9 thoughts on “Silverlight for screencasters

  1. Holmes

    MSFT’s browses are losing market share every day. They can built Silverlight into IE, but the IE world continues to shrink. Next year, Firefox will overtake any individual IE browser for market share. Will IE have even 50% market share in 3-5 years? I’m skeptical. From a user’s perspective, Silverlight doesnt’ seem to offer any advantages.

    Reply
  2. Jon Udell Post author

    “Will IE have even 50% market share in 3-5 years?”

    Note that there is no IE requirement. Silverlight works with IE, Firefox, and Safari on Windows and Mac. If the Mono-based Moonlight pans out, it’ll do the same on Linux.

    Reply
  3. John C. Welch

    What is Microsoft doing so that I can trust that the current support for !IE !Windows isn’t just a 1.x – only push? Face it, outside of the Mac BU, Microsoft’s big cross platform initiatives have either not survived the beta, (x-platform active x, IE for Unix), become Windows only after 1.X (Rotor), or been a glorious combination of a horrible application that offered crippled support for !Windows, and was knifed at the first opportunity, (Windows Media Player for Macintosh).

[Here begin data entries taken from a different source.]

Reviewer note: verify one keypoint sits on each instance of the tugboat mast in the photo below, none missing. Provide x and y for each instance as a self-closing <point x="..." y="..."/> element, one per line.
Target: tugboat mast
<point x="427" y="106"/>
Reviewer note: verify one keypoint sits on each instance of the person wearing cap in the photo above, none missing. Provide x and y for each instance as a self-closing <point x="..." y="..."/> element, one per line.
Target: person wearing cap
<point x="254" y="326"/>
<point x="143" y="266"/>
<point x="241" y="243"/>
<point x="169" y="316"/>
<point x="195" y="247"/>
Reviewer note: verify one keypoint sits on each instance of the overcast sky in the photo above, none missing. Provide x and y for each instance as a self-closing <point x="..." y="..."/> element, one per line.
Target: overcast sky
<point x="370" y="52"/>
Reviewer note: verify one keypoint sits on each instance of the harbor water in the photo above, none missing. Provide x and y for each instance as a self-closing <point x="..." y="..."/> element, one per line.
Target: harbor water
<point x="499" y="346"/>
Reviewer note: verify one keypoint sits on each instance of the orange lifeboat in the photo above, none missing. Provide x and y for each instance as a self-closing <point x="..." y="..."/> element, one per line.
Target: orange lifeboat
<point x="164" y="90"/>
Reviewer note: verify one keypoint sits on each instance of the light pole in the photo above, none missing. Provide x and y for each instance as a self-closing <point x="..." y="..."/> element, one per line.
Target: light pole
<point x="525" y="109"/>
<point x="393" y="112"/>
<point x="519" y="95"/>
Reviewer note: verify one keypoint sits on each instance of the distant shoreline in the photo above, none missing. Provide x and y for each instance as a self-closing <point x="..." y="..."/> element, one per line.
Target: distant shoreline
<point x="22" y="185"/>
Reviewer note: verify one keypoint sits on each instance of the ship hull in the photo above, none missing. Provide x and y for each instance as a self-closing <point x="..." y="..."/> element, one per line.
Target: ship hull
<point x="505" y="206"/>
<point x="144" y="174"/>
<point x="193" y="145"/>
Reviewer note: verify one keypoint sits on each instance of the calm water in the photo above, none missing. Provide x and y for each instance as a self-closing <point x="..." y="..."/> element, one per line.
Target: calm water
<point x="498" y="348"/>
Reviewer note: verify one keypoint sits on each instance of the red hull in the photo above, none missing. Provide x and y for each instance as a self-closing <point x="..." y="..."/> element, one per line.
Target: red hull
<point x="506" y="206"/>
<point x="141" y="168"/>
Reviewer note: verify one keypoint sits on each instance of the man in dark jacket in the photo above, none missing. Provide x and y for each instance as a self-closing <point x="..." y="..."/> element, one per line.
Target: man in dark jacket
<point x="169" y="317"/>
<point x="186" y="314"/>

    I agree that Silverlight is neat, but with the rather inane things coming out of the mouth of Ballmer with regard to non-windows users over the last few years, the delta on Moonlight, and the history of Microsoft towards such things, *why* would I go with Silverlight, and a Windows – only set of dev tools instead of an open standard like MPEG 4? Even Flash is more open than Silverlight is, and while Adobe does some pretty stupid stuff, vaguely threatening potential users with lawsuits hasn’t been one of them.

    The tech is only part of the package.

    Reply
  4. Jon Udell Post author

    “What is Microsoft doing so that I can trust that the current support for !IE !Windows isn’t just a 1.x – only push?”

    To flip that around, what /could/ Microsoft do in the short run to earn your trust? Realistically, perhaps nothing. Sounds like you’d need to see the initiative prove out over time, and maybe also see the Mono/Moonlight story play out successfully over time. Is that true?

    Reply
  5. John C. Welch

    Oh no, there’s quite a few things they can do.

    1) Directly support Linux as fully as they do the Mac OS. Yes, the Mono team will do a good job, but that is an additional delta to deal with every time there’s a new version on Windows, and it’s not like the Mono team is getting paid. I’m sure that the Silverlight team is helping the Mono team out, but it creates a perception, not helped by Ballmer’s big mouth, that Linux is not considered a full player in the Silverlight ecology.

    2) Make it easier to host Silverlight content on !Windows servers. That means the ability to host Silverlight without any Windows servers whatsoever. The idea here is to make it as easy as possible to adopt the technology with as little risk as possible. So, open source the code for hosting Silverlight ala Darwin Streaming server. It can’t hurt the bottom line any more than the Xbox team is doing, and it will create considerable good will that Microsoft desparately needs. None of this stupid Shared Source license. Use a BSD license. It’s simpler and more free than the GPL, and far less onerous.

    3) Stop hoarding the dev tools. Write Eclipse plugins, Xcode plugins, whatever. Make it so that it’s stinkin’ easy to create and deploy Silverlight content on every platform everywhere, and without the dodge of “Well, you can just write XAML in a text editor. That’s inane and we all know it.

    Microsoft wants !Windows people to buy into this idea then we need more than a plugin.

    Reply
  6. Angel

    Hi Jon,
    Really i didn’t understand about the silver light even i don’t have so much of time to read every thing. If you don’t mind can you explain in simpler words & in short form because i am in a search of the best web hosting & designs.or can you provide something which will be useful for me.

    Reply
  7. Jon Udell Post author

    “does this mean Camtasia now does what you’d hoped?”

    The original v5 beta did not, I don’t think, but sounds like it will now, I’ll update and see.